Right, enough of this gloom. All together now, we are going to say 'let's stay cheerful for the rest of this column, whatever happens'.
Well, you must admit it was good news during the week that a new type of pharmaco-genetic test could improve lives and save the NHS£30,000 per patient.
And what about the votes of Unison members, the Royal College of Nursing too, 700,000 health workers in all, to accept a three-year 8 per cent pay deal at a time when inflation has been rising and could get worse? That is a grown-up result and must ease fears of an inflationary mentality taking root again.
Not cheerful enough for you? Well, let's ignore the latest decline in NHS dentistry for a moment, the equivalent of 3,674 patients lost each day. How about that£2bn surplus among NHS hospital trusts in the year just ended? That must surely brighten your day.
No? It doesn't do much for the NHS unions, or for the opposition parties at Westminster, though I can't quite see why. Everyone was alarmed and depressed when the system was heavily in deficit, so surely we should be pleased Patricia Hewitt's nasty medicine has turned things round?
I understand the arguments. The Conservative spokesman, Andrew Lansley, protested that wards and hospitals were closed in the Labour years and training budgets slashed, producing a "boom and bust" atmosphere. But whose fault is that, I wonder? It sounds local, not Whitehall, to me.
More intriguing are the heavy hints that trusts, both foundation and standard variety, have squirrelled away surplus cash, for instance by paying tax and national insurance bills in advance, to hide money from a Treasury which may want to take it back.
Admittedly, Alistair Darling is short of a few bob as the economy dips (and is reported to be putting full VAT on the cost of employing agency doctors). Such a claw-back must not be allowed: as NHS finance director David Flory told reporters, the whole point is to give trusts headroom and the confidence to plan. If the Treasury tries it on, NHS managers will just have to whinge loudly, like those under-taxed non-dom millionaires.

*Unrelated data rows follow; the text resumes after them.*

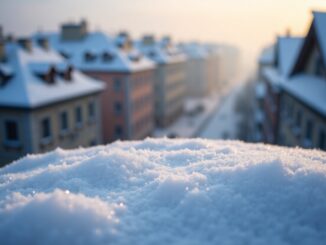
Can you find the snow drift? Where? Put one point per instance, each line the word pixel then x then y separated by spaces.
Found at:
pixel 166 191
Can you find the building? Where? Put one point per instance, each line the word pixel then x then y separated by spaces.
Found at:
pixel 303 100
pixel 44 102
pixel 197 69
pixel 127 101
pixel 265 60
pixel 169 77
pixel 286 50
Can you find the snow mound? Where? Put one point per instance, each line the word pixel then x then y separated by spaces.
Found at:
pixel 161 191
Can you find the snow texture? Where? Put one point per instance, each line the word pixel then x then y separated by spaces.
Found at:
pixel 166 192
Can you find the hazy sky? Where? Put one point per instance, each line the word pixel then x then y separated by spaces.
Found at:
pixel 249 24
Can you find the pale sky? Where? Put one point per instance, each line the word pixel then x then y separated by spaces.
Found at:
pixel 249 24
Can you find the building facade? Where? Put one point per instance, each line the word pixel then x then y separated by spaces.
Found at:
pixel 303 100
pixel 44 102
pixel 127 101
pixel 169 78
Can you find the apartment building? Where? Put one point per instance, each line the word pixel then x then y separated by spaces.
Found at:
pixel 303 100
pixel 197 77
pixel 127 101
pixel 169 77
pixel 286 50
pixel 44 102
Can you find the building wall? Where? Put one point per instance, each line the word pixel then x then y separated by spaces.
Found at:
pixel 293 132
pixel 86 134
pixel 9 152
pixel 196 78
pixel 213 76
pixel 169 92
pixel 30 132
pixel 135 88
pixel 142 104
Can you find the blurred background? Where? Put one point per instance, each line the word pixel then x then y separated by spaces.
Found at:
pixel 83 73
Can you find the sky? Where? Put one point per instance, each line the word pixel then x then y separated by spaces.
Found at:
pixel 248 24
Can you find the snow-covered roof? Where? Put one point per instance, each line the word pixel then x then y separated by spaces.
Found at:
pixel 309 89
pixel 195 50
pixel 166 192
pixel 288 49
pixel 98 44
pixel 267 56
pixel 272 75
pixel 25 89
pixel 160 52
pixel 320 24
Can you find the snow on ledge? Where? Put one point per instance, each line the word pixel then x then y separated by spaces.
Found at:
pixel 161 191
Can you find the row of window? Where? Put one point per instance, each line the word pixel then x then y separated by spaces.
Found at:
pixel 12 130
pixel 294 118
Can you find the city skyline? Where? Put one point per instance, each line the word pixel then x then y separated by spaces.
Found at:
pixel 250 25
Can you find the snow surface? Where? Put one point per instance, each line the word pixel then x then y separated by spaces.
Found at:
pixel 166 192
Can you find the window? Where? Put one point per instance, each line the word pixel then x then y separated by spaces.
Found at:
pixel 318 66
pixel 117 108
pixel 63 121
pixel 322 140
pixel 309 130
pixel 117 85
pixel 46 128
pixel 118 131
pixel 298 119
pixel 11 130
pixel 91 110
pixel 78 116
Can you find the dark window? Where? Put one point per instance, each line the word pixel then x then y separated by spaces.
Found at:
pixel 11 128
pixel 117 108
pixel 118 131
pixel 298 119
pixel 117 85
pixel 91 110
pixel 322 140
pixel 64 121
pixel 46 128
pixel 319 66
pixel 79 115
pixel 309 129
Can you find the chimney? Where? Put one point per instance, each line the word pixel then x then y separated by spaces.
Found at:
pixel 2 51
pixel 73 31
pixel 1 33
pixel 50 76
pixel 26 44
pixel 148 39
pixel 68 73
pixel 44 43
pixel 83 27
pixel 288 32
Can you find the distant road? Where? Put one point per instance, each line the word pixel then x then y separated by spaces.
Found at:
pixel 223 124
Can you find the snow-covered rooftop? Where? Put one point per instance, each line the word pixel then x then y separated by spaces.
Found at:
pixel 166 192
pixel 26 89
pixel 320 23
pixel 195 50
pixel 267 56
pixel 161 51
pixel 99 44
pixel 309 89
pixel 288 50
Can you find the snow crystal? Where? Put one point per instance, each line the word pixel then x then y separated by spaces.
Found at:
pixel 166 191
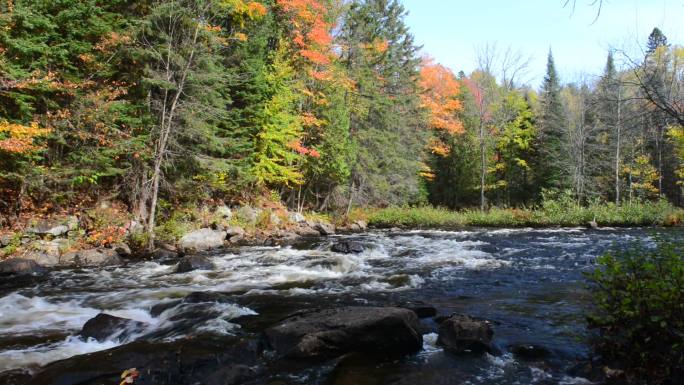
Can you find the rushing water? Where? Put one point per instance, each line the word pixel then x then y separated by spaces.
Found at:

The sun is still shining on my keyboard, so I hope you are in good spirits in mid-column. There is a small cloud hovering in the shape of health minister Ben Bradshaw's midweek announcement that when new rules come into force in October seriously failing hospitals could be handed over to private management under franchise.
That upset the health unions, left-wing Labour MPs like John McDonnell and Ian Gibson, and the British Medical Association too. It is a wonderful media word, "could". Only the other day the Daily Beast reported that cocoa could be good for your heart without reporting that the right kind of cocoa is not on the market or that Mars sponsored the research. So when I read that private firms "could" take over a hospital, I think "yeah, right, but they probably won't", especially not as everyone was quick to point out that Secta, a group of consultants, made such a poor fist of its takeover of the Good Hope hospital which serves 450,000 people in Sutton Coldfield and North Birmingham. Its deficit shot up and the hospital was taken over by Heart of England, a foundation trust.
All the same, what is the harm in the option? The usual suspects cry "privatisation", which it is not, not really. It is there to concentrate minds. After all, 30 trusts out of 290 are responsible for almost half the cases of MRSA, more than half the 18-week waits. Local, not Whitehall, again, eh?
And as a general rule any policy opposed by Unison, the Campaign group of MPs and the BMA can't be all bad.
I have left until last the King's Fund's warning against over-reliance on the "big building" model of polyclinics which may emerge from Lord Darzi's review of GP services. I have a lot of time for King's Fund research and it goes without saying His Lordship is the Mother Theresa of UK healthcare.
So a sombre warning about costs, accessibility to centralised services in rural areas, even quality of care, must be good news. And didn't Darzi promise us no one model will be imposed? Good news too, I'd say. Chin up.